Dear Autism Mom

I wrote this blog post partly to address the comment below that a mother posted in response to my article “Do You Have The Courage?”  But it also talks about issues other parents have raised to me over the years.  So, to the original “Autism Mom” who posted the comment, I am in no way implying that you have or expressed some of the opinions and attitudes I discuss.  While I tried to address the points you made in your comment, I have included a lot more here, too.

Comment to “Do You Have The Courage?”:

I bet there was a lot more to the spitting story than you share. It’s amazing how you find fault with the parents every time, and fault with the school personnel never. Hmmm, I have read many stories of kids being abused at school, but you seem to think that school personnel is perfect. How are we supposed to manage behaviors when we aren’t even there? When we never see those behaviors! I know, we assume someone is doing something the bring out that behavior in the child. Really, a kid who has never spit suddenly is spitting at the teacher? Yep, makes a normal person question what is going on that makes the child spit? I can’t tell you how many times I was asked “What do you do when your child hits herself in the head with a fist at home? When I had never seen those behaviors at home because I didn’t abuse her into doing self injurious behaviors at home! And then there is my son, who does have anger issues, due to having a traumatic brain injury, but it’s interesting how those anger issues have only been an issue with teachers who were abusive to him. The last two have been kind and caring and don’t bring out the anger issues. It’s interesting that you always find fault with the parents. It makes me wonder why you are so sure the parents are at fault, are you at fault?

Dear Autism Mom –

You bring up some good points.  There probably was more to the spitting story, but all I saw was what the mom posted on the message board — the same things the other parents saw.  My point was that they automatically assumed that it was the teacher’s fault.  No one asked any other details about the story or suggested other alternatives.

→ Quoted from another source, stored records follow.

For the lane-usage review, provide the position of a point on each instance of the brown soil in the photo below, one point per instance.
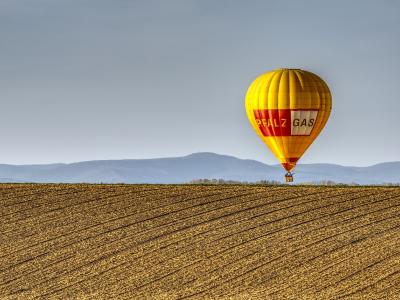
(198, 241)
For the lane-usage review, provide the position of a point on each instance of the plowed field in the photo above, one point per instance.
(198, 241)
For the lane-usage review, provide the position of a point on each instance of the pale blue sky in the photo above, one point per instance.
(96, 79)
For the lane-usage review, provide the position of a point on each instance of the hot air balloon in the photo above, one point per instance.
(288, 108)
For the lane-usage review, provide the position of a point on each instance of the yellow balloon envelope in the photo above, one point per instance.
(288, 108)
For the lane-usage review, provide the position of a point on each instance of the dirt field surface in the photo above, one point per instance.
(198, 242)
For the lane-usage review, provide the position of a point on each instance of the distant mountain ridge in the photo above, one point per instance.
(193, 166)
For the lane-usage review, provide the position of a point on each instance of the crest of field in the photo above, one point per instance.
(72, 241)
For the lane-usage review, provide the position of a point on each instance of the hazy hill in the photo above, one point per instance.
(194, 166)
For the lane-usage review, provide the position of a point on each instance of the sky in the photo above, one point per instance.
(96, 79)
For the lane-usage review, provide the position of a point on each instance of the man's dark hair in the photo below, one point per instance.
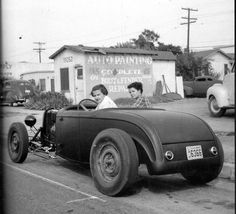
(137, 85)
(100, 87)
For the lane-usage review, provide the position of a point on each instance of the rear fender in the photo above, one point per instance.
(220, 93)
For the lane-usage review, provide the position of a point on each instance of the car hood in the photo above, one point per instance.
(171, 126)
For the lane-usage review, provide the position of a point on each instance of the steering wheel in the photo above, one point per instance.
(87, 102)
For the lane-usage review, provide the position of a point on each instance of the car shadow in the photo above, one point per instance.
(160, 184)
(165, 184)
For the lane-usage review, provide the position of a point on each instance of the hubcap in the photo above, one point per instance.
(109, 162)
(215, 106)
(14, 143)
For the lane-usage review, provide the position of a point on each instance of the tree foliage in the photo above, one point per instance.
(189, 66)
(176, 50)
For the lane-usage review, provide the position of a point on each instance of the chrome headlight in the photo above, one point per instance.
(169, 155)
(214, 150)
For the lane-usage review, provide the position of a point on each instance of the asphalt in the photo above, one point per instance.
(227, 138)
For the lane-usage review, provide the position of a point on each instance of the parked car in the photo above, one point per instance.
(16, 91)
(220, 97)
(198, 87)
(114, 142)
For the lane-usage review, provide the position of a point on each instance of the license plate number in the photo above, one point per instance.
(194, 152)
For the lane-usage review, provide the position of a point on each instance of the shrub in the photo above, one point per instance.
(46, 100)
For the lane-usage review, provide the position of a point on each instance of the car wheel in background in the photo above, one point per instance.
(113, 161)
(10, 98)
(18, 142)
(214, 109)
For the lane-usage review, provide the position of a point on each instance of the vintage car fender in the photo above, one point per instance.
(188, 91)
(220, 93)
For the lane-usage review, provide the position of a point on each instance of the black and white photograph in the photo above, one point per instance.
(117, 107)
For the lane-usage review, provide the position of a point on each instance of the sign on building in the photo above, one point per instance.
(116, 72)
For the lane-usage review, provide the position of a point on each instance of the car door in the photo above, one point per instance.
(67, 134)
(200, 86)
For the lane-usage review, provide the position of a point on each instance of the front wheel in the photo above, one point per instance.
(113, 161)
(214, 109)
(18, 142)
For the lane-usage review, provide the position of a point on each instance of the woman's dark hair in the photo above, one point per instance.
(137, 85)
(100, 87)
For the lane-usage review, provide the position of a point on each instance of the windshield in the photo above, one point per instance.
(24, 86)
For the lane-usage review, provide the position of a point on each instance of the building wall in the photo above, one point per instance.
(17, 68)
(36, 76)
(115, 71)
(166, 69)
(217, 62)
(68, 59)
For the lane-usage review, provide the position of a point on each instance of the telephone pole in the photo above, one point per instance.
(39, 49)
(189, 21)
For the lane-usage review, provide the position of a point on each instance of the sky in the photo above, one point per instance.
(105, 23)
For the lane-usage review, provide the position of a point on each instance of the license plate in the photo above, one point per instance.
(194, 152)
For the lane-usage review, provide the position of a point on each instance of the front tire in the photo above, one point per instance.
(113, 161)
(214, 109)
(18, 142)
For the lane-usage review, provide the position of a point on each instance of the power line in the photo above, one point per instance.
(188, 23)
(40, 49)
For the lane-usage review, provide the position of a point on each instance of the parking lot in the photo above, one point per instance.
(42, 185)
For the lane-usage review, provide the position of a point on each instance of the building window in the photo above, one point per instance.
(42, 84)
(80, 72)
(52, 85)
(64, 79)
(226, 69)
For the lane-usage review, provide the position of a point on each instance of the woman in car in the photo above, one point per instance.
(136, 92)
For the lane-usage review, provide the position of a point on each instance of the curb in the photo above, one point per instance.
(228, 171)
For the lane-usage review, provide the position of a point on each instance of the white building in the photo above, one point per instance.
(42, 74)
(78, 68)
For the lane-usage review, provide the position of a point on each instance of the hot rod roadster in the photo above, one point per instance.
(114, 142)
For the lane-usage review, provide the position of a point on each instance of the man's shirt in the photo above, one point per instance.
(106, 103)
(142, 102)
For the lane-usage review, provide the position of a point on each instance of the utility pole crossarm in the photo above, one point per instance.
(40, 49)
(189, 21)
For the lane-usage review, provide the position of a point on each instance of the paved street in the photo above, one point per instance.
(58, 186)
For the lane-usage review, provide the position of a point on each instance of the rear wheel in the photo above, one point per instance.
(10, 98)
(18, 142)
(214, 109)
(113, 161)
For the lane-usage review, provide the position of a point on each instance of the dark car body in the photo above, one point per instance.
(198, 87)
(154, 131)
(16, 91)
(114, 142)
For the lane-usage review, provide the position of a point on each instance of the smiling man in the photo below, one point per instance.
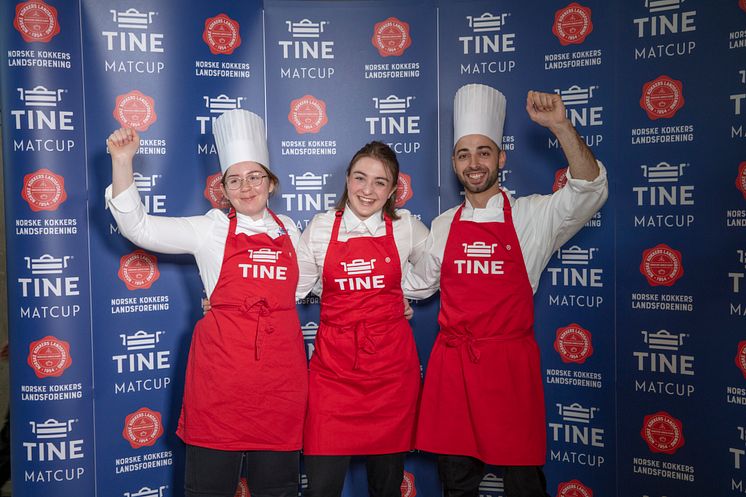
(483, 400)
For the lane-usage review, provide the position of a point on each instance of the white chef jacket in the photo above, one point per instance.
(409, 234)
(543, 224)
(202, 236)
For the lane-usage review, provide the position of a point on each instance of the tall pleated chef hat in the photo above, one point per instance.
(478, 110)
(239, 136)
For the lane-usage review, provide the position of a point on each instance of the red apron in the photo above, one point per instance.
(483, 393)
(246, 378)
(365, 374)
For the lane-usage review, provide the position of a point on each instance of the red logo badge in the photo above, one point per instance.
(43, 190)
(135, 110)
(661, 265)
(214, 194)
(572, 24)
(662, 432)
(49, 356)
(741, 178)
(142, 428)
(36, 21)
(573, 488)
(391, 37)
(407, 485)
(221, 34)
(662, 97)
(138, 270)
(741, 357)
(403, 189)
(560, 179)
(573, 343)
(307, 114)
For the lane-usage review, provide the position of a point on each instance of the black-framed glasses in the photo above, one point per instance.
(235, 182)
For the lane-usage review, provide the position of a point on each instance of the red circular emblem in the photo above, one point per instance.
(135, 110)
(243, 488)
(662, 97)
(560, 179)
(138, 270)
(36, 21)
(142, 428)
(43, 190)
(573, 488)
(661, 265)
(307, 114)
(391, 37)
(49, 356)
(741, 357)
(407, 485)
(572, 24)
(662, 432)
(741, 178)
(214, 194)
(573, 343)
(403, 189)
(221, 34)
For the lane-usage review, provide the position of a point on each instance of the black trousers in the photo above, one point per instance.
(216, 473)
(326, 475)
(461, 475)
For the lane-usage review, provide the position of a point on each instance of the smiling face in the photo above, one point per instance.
(248, 200)
(477, 162)
(369, 185)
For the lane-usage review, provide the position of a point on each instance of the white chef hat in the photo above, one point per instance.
(478, 110)
(239, 136)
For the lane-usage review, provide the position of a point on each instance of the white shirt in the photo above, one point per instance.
(543, 224)
(409, 234)
(202, 236)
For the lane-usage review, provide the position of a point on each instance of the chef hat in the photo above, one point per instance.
(239, 136)
(478, 110)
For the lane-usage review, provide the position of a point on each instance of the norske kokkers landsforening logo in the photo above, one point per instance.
(308, 114)
(36, 21)
(135, 110)
(662, 432)
(573, 488)
(572, 24)
(49, 357)
(138, 270)
(391, 37)
(142, 428)
(662, 97)
(43, 190)
(221, 34)
(573, 343)
(661, 265)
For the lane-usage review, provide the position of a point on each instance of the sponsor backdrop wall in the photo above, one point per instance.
(640, 317)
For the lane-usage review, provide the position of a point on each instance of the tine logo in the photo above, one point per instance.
(221, 34)
(265, 255)
(663, 340)
(36, 21)
(49, 357)
(308, 181)
(52, 429)
(486, 23)
(40, 96)
(47, 264)
(663, 172)
(306, 28)
(391, 37)
(572, 24)
(141, 340)
(479, 249)
(358, 266)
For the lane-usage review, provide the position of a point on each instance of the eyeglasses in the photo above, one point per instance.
(234, 182)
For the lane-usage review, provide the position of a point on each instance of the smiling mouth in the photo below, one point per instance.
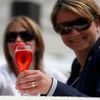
(78, 40)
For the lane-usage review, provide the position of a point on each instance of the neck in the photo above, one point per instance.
(82, 56)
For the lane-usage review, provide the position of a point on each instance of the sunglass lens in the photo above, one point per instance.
(26, 36)
(11, 37)
(82, 24)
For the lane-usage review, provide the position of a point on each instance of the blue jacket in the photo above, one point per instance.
(86, 83)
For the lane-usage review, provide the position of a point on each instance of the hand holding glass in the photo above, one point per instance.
(23, 57)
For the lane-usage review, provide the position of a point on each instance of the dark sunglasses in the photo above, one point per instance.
(25, 36)
(79, 24)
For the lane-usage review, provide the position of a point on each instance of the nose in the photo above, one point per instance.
(18, 39)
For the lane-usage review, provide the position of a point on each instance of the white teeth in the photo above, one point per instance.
(78, 40)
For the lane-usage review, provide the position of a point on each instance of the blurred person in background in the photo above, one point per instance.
(78, 24)
(23, 29)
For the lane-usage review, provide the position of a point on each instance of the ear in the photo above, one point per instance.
(97, 24)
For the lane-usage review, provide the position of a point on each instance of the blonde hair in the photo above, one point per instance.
(85, 8)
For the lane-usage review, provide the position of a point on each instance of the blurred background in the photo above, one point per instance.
(57, 55)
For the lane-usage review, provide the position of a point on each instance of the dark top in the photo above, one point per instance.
(86, 83)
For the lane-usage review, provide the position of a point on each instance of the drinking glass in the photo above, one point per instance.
(23, 57)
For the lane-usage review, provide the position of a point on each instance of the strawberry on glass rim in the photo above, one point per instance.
(23, 56)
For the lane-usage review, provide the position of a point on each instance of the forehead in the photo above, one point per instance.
(16, 26)
(65, 15)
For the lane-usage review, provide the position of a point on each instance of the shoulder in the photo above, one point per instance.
(52, 72)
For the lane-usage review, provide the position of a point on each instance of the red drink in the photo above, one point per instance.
(23, 58)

You said that your children were abused.  I believe you and I’m sorry.  It’s a horrible thing that shouldn’t happen to anyone.  However, just because you’ve witnessed it with your children doesn’t mean that every child who has a bad day at school is being abused.  Typical kids have bad days and kids with disabilities have bad days, too.  It’s not reasonable to expect that because a child behaved badly at school that it was automatically the teacher’s fault.  Just as we can’t assume that it’s never the teacher’s fault, we also can’t assume that it’s always the teacher’s fault.

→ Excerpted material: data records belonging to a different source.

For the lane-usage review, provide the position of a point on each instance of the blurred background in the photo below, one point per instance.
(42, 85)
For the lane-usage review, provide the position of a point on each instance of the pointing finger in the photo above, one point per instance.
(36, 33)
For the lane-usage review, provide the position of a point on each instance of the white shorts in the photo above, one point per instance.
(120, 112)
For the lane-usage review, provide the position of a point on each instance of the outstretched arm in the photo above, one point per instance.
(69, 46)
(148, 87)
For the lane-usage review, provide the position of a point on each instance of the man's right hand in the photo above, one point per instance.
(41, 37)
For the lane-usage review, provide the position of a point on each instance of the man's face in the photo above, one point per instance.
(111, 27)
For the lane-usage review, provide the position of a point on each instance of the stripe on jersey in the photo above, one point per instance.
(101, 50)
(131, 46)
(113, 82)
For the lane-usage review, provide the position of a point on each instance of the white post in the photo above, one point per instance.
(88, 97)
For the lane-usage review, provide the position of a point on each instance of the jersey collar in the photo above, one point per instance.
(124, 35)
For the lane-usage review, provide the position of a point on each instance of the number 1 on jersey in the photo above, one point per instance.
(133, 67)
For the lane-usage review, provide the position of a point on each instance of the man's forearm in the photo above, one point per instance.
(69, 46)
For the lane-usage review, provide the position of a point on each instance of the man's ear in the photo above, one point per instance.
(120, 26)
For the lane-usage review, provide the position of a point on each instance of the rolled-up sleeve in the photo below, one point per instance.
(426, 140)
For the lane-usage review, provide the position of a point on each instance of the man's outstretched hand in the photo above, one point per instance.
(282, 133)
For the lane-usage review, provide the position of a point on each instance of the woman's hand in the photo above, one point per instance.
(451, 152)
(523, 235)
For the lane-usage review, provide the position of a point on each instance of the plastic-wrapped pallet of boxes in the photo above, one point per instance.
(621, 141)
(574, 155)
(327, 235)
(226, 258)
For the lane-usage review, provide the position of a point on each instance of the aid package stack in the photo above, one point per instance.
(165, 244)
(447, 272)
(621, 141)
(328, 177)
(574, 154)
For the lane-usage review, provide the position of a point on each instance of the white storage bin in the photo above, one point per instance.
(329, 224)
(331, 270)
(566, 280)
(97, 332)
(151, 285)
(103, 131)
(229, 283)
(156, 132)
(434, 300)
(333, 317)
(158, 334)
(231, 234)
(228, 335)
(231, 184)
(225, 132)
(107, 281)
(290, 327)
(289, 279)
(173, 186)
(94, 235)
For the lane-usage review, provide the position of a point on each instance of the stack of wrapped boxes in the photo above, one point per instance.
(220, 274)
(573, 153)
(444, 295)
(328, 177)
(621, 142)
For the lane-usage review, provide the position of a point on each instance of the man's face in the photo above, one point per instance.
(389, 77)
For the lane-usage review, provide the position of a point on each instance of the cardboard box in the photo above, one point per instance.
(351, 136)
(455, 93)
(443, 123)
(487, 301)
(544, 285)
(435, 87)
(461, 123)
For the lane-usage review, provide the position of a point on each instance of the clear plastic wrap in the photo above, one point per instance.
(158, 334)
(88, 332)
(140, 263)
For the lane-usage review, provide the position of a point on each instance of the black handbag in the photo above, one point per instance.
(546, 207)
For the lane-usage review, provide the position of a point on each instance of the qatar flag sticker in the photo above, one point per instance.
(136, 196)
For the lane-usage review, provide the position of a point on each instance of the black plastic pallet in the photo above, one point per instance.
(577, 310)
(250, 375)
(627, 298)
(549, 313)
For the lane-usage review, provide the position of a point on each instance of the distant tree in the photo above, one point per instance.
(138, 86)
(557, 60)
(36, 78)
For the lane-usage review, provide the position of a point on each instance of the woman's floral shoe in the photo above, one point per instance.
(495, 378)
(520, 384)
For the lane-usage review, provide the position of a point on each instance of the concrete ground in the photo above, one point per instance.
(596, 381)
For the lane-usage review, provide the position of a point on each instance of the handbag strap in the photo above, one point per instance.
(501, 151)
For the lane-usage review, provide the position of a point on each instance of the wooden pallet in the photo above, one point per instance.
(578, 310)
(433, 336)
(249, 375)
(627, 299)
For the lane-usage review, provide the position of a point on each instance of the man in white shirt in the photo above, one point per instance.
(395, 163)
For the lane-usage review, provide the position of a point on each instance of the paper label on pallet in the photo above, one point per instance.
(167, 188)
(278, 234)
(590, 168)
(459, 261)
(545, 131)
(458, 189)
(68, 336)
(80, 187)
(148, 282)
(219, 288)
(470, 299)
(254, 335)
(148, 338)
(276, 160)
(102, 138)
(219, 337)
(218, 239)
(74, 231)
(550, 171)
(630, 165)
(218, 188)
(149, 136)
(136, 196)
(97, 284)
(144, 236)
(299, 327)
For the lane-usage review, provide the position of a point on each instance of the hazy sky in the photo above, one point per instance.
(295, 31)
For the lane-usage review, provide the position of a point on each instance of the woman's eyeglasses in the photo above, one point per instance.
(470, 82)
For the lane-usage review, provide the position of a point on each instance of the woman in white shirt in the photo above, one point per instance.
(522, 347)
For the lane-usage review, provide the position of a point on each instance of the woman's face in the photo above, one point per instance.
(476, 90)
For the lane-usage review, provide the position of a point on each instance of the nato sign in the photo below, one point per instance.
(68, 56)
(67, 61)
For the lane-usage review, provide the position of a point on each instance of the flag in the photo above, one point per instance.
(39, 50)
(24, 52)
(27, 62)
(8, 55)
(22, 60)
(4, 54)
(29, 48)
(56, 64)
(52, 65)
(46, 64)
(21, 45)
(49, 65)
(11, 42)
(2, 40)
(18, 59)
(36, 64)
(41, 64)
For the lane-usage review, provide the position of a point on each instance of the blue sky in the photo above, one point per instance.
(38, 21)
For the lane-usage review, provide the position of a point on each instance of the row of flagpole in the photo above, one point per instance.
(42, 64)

Am I harder on parents than I am on teachers?  In this blog I probably am.  (My book is split 50/50 between parents and teachers.  I yell at everyone there.)  That’s because I am a parent and I spend more time working with parents, so I’ve seen more instances where parents weren’t dealing with a situation productively than times when teachers weren’t.  Are all teachers perfect?  Absolutely not.  Does abuse happen?  Absolutely.  Are there more parents who abuse their children than teachers who do?  Yes.  Reading the newspaper proves that.  While we of course have to be vigilant about protecting our children from other people, that in no way says that we’re perfect.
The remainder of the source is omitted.